Davao de Oro, previously named Compostela Valley, was carved out of Davao del Norte Province by virtue of Republic Act No. 8470, signed by President Fidel V. Ramos on January 30, 1998, to become the 78th province of the Philippines. On March 7 of the same year, the law was ratified through a plebiscite conducted in the twenty-two municipalities of the mother province.
Initiatives to create a separate province from Davao del Norte started in the 80s during the time of Congressman Lorenzo S. Sarmiento, Sr., the author of the division of the original province of Davao into three provinces, namely Davao Oriental, Davao Del Sur, and Davao Del Norte.

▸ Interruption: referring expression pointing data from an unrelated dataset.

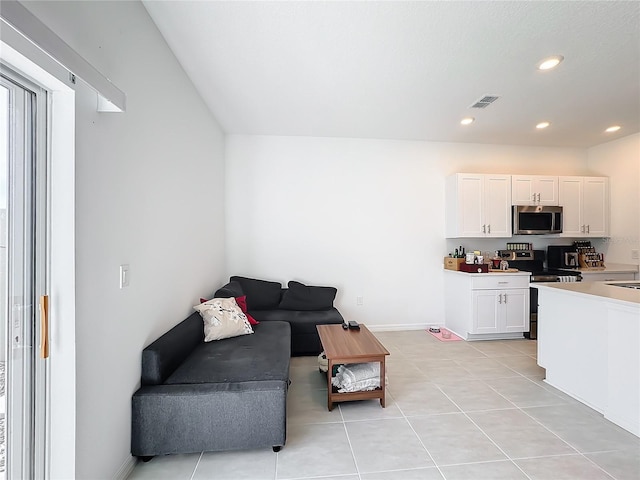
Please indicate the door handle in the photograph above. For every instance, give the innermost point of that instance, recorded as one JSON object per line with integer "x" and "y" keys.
{"x": 44, "y": 326}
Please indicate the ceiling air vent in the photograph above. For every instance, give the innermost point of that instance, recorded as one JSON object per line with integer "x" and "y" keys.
{"x": 485, "y": 101}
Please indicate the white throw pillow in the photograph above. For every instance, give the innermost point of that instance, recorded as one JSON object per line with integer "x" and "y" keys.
{"x": 223, "y": 318}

Believing that the sheer size of Davao Del Norte, then the 8th largest province in the country, had greatly hindered the realization of the province’s full potentials, he filed a bill in Congress seeking to create a new province to be composed of Mawab, Maragusan, New Bataan, Nabunturan, Montevista, Monkayo, and Compostela, with the latter as the capital town. However, this was not realized until his death in the late 80s. His son, Rogelio M. Sarmiento, who became his successor in Congress, made way for the passage of the bill creating the province.

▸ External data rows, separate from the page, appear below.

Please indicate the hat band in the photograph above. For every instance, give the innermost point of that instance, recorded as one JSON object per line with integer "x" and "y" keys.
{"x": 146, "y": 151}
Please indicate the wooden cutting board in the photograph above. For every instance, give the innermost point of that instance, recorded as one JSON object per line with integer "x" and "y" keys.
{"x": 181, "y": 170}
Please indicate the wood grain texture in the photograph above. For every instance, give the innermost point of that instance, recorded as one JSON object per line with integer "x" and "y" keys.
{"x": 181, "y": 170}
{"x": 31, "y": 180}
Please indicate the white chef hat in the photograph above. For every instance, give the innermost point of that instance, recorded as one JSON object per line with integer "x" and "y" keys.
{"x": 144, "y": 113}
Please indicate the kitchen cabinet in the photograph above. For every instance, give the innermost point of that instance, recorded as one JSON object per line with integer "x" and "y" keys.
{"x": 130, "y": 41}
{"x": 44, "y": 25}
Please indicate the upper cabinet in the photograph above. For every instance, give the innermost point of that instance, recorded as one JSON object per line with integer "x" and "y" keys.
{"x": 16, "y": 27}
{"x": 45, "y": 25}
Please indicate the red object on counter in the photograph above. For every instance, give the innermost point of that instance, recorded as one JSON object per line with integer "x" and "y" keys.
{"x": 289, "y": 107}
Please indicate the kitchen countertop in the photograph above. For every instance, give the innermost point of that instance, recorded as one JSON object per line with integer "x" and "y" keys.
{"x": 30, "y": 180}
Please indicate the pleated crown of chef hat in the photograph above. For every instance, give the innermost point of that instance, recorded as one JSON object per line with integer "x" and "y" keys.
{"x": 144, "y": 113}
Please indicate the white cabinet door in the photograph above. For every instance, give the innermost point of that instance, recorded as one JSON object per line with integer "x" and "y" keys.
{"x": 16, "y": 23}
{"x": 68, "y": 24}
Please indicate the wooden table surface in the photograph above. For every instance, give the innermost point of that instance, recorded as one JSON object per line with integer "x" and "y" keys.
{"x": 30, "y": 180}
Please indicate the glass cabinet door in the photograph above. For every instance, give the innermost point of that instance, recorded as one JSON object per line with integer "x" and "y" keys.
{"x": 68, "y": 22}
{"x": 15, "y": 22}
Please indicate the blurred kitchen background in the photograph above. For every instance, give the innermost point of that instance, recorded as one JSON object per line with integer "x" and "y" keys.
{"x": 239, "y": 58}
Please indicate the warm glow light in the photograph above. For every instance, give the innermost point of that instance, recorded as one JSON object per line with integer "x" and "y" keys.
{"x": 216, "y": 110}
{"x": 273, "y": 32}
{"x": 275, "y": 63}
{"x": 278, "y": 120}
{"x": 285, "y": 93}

Upon consultation with the then incumbent governor of Davao Del Norte, Prospero S. Amatong, the province’s other two legislators, namely Congressman Rodolfo P. Del Rosario of the third district and Congressman Baltazar A. Sator of the 2nd district; and the other provincial and municipal officials, it was decided that the addition of four municipalities, namely Maco, Mabini, Pantukan, and Laak to the proposed province would be ideal and equitable configuration as this would make both provinces on equal footing in terms of area, population, and development opportunities. It was also decided that Nabunturan would be the capital town because of its more central location.
The name originally proposed for the province was Davao Del Norte, the former name or so it was thought, of the mother province. However, the House of Representatives’ Reference and Research Bureau which conducted the research and legal work on the creation of the province found out that the mother province continues to be officially referred to as Davao Del Norte in various official documents including the 1987 Philippine Constitution despite the passage of RA No. 6430 on June 17, 1972 renaming it as Davao Province. Tedious technical and legal issues needed to be resolved before the name could be adopted, the proposal was thus, shelved and the name finally agreed upon was Compostela Valley, referring to the great fertile plain in the heartland of the province.
The origin of the province’s inhabitants came from the ethnic tribes of the Mansaka, Mandaya, Manobo, Mangguangan, Dibabawon, Aeta, Kamayo, Davaweño and Kalagan. Similar to the history of other Mindanao provinces, majority of the present inhabitants of the province are descendants of migrants from Luzon and Visayas islands during the pre-war and post war eras. The bigger wave of immigrants came during the time of President Ramon Magsaysay wherein the policy of attraction adopted by the national government was to offer parcels of land to tenant-farmers. Although a virtual melting pot, the Visayans (mostly Cebuano-speaking) are the dominant group in Compostela Valley.
New as it was, Davao de Oro had achieved a distinction of sorts with the succession of three governors within only the first four months of its existence. The first governor of the province was Prospero S. Amatong, the three-term governor (1986-1998) of the then undivided province of Davao Del Norte, who held the position only for a day. As provided for in the law creating the new province, “incumbent elected officials (of Davao Del Norte) are given option to serve the remainder of their term in Compostela Valley,” Amatong took this option and assumed the governorship of Compostela Valley on March 26, 1998. The following day, he resigned and filed his candidacy for the congressional seat of the 2nd district of the new province. The governorship was turned over to Luz M. Sarmiento, by virtue of a presidential appointment.
Luz M. Sarmiento, wife of the late Congressman Lorenzo S. Sarmiento, Sr. served the province from March 27, 1998 to June 30, 1998. She was then succeeded by Jose R. Caballero.
Jose R. Caballero, a practicing lawyer and former vice governor of then undivided Davao Del Norte (1988-1992), was the first elected governor of Compostela Valley.
Arturo T. “Chiongkee” Uy is the fourth governor of Compostela Valley. He first served the province as a member of the 3rd Sangguniang Panlalawigan of Compostela Valley (2004-2007) before he was elected as governor in the May 2007 local elections. Among his first acts as governor was the forging of genuine unity among political leaders and among all sectors in the province in order to have synergy in crafting the province’s development and delivery of public services. Governor Chiongkee had completed his third term of office as governor until he was elected as senior board member of the province’s second district during the May 2016 national and local elections.
The incumbent and fifth governor, Jayvee Tyron L. Uy has succeeded his father, former governor Chiongkee, when he won the position during the May 2016 election. Included in his agenda as governor is to sustain and finish the various development initiatives that had been started by the previous administration. Inspired by the legacy of his father, Governor Jayvee showcases his leadership under his development drive of “One Comval. One Vision.” and “Walang Iwanan”.